Transformant le silence en moteur de tension et de stratégie collective, Take Time est un jeu coopératif à communication limitée. Conçu par Alexi Piovesan et Julien Prothière, illustré par Maud Chalmel et édité par Libellud, il se joue de deux à quatre participants, dès dix ans, pour des parties d’une trentaine de minutes. Le jeu propose quarante défis répartis dans dix enveloppes, chacune contenant quatre horloges à résoudre.

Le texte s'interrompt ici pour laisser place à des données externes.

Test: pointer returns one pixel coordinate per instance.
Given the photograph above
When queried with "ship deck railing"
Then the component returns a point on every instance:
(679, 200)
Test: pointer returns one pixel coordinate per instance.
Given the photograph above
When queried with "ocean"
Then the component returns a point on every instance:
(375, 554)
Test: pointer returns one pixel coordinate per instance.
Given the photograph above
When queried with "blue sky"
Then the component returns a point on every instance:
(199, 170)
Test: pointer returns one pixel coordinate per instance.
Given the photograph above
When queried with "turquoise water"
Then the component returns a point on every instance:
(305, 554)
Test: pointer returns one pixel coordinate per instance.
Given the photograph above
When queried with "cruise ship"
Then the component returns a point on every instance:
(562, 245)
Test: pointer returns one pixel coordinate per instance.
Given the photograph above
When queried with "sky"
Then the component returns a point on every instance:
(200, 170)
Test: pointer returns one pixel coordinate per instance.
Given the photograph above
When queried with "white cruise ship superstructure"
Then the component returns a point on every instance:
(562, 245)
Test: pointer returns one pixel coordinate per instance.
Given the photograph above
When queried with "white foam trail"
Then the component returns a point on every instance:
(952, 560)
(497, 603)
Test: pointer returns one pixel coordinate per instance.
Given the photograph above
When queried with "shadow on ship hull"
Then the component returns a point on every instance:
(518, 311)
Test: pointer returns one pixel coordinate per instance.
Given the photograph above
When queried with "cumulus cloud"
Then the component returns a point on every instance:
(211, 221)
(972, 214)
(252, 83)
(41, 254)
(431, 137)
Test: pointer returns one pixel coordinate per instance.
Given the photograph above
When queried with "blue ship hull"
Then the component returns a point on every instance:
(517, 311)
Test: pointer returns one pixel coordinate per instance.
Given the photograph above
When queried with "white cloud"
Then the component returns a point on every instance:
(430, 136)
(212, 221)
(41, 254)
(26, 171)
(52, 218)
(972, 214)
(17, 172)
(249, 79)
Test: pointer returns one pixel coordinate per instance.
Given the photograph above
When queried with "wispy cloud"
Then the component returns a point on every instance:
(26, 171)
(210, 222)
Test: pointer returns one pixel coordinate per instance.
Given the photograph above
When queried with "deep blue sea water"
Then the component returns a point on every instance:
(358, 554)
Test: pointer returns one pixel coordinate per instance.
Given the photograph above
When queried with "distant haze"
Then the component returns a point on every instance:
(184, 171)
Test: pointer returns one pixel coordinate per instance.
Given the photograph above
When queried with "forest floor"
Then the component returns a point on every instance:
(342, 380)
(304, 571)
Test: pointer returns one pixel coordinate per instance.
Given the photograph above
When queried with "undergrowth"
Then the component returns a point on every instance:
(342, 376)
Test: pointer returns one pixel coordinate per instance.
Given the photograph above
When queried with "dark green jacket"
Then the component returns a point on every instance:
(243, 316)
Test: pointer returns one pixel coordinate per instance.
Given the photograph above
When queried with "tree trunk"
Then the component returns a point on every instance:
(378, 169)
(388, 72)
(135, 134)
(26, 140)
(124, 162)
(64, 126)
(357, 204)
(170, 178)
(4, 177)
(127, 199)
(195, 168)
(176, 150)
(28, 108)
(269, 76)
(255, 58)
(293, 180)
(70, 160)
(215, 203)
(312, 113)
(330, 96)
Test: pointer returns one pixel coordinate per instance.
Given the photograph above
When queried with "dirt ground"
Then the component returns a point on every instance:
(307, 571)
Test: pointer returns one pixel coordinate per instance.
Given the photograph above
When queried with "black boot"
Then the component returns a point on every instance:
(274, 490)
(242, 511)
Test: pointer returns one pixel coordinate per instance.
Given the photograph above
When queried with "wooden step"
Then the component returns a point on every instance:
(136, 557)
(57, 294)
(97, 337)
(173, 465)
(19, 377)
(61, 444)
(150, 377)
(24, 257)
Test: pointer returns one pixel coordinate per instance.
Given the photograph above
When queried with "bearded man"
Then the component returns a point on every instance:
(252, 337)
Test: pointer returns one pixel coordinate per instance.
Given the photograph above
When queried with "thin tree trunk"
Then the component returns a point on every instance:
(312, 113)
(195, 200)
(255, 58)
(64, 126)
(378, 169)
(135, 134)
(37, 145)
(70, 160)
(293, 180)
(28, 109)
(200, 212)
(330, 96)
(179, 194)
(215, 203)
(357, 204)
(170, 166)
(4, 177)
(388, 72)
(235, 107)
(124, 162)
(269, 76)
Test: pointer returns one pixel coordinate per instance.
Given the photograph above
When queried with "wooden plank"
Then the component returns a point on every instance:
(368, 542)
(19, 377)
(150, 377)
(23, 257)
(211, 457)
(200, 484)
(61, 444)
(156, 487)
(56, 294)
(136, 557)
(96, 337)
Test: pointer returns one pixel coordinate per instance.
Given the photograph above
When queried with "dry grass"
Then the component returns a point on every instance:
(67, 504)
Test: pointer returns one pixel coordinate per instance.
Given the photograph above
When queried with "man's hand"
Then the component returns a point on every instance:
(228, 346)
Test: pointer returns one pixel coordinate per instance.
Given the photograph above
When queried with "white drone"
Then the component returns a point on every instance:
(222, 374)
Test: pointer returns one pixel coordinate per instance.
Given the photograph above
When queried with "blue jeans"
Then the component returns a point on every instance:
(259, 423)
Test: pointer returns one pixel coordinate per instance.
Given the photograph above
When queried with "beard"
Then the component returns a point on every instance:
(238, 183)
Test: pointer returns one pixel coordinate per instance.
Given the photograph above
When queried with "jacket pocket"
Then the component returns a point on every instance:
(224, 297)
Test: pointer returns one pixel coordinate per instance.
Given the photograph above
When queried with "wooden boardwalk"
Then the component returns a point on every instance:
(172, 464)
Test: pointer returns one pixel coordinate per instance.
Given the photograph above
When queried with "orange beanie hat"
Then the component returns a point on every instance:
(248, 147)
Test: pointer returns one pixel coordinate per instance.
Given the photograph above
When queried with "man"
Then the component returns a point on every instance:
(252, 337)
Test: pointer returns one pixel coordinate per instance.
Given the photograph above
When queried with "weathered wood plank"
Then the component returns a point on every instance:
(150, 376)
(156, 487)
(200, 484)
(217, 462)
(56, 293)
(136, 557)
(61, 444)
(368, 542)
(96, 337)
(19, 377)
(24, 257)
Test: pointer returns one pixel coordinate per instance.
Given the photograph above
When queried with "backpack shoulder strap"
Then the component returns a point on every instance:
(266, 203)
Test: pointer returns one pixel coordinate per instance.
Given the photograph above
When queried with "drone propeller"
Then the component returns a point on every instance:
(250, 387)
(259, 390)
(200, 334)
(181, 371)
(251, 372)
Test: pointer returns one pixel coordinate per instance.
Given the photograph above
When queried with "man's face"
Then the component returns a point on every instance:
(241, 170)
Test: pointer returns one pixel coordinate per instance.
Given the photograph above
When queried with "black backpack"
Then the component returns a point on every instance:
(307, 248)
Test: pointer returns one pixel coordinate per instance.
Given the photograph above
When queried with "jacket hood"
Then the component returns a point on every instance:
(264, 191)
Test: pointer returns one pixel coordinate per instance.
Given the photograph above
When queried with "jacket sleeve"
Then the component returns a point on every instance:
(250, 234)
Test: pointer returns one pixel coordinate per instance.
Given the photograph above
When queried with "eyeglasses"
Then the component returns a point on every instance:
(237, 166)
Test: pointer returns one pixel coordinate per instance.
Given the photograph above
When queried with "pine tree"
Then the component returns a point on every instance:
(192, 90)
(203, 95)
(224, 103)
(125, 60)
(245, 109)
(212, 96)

Le cœur de l’expérience repose sur une alternance entre deux phases : la phase de discussion, durant laquelle, sans avoir encore vu nos cartes, nous élaborons une stratégie commune ; puis la phase de pose silencieuse, où chacun joue ses cartes face cachée, sans communication autre que quelques dévoilements permis par les jetons « œil », en respectant les contraintes de l’horloge (valeurs croissantes, somme maximale de 24, etc.).
J’ai eu un véritable coup de cœur dès ma première partie. Au moment où j’écris ces lignes, je suis à mi-parcours de mon aventure et je me sens partagée : dois-je m’offrir une journée intensive pour franchir toutes les épreuves, ou, tel un trésor que l’on savoure lentement, prolonger mon plaisir en me limitant à une enveloppe par semaine ? Voici pourquoi Take Time est extraordinaire.
Afin de préserver l’expérience de jeu et d’éviter tout divulgâchage, seules les images officielles fournies par Asmodee Canada ont été utilisées pour illustrer cet article.
Take Time : Suspendus au silence, maîtres du temps

- Auteurs : Alexi Piovesan, Julien Prothière
- Artiste : Maud Chalmel
- Éditeur : Libellud
- Nombre de joueurs : 2 à 4
- Durée : 30 minutes
- Année : 2025
- Prix : 34,99$
- Page officielle du jeu
- Page BoardGameGeek
But du jeu
Placer ingénieusement douze cartes face cachée autour d’une horloge en respectant les règles propres à chaque épreuve.
Mécaniques
- Communication limitée
- Résolution de problèmes
- Déduction
Matériel
- Livret de règles
- 12 cartes Solaires (numérotées de 1 à 12)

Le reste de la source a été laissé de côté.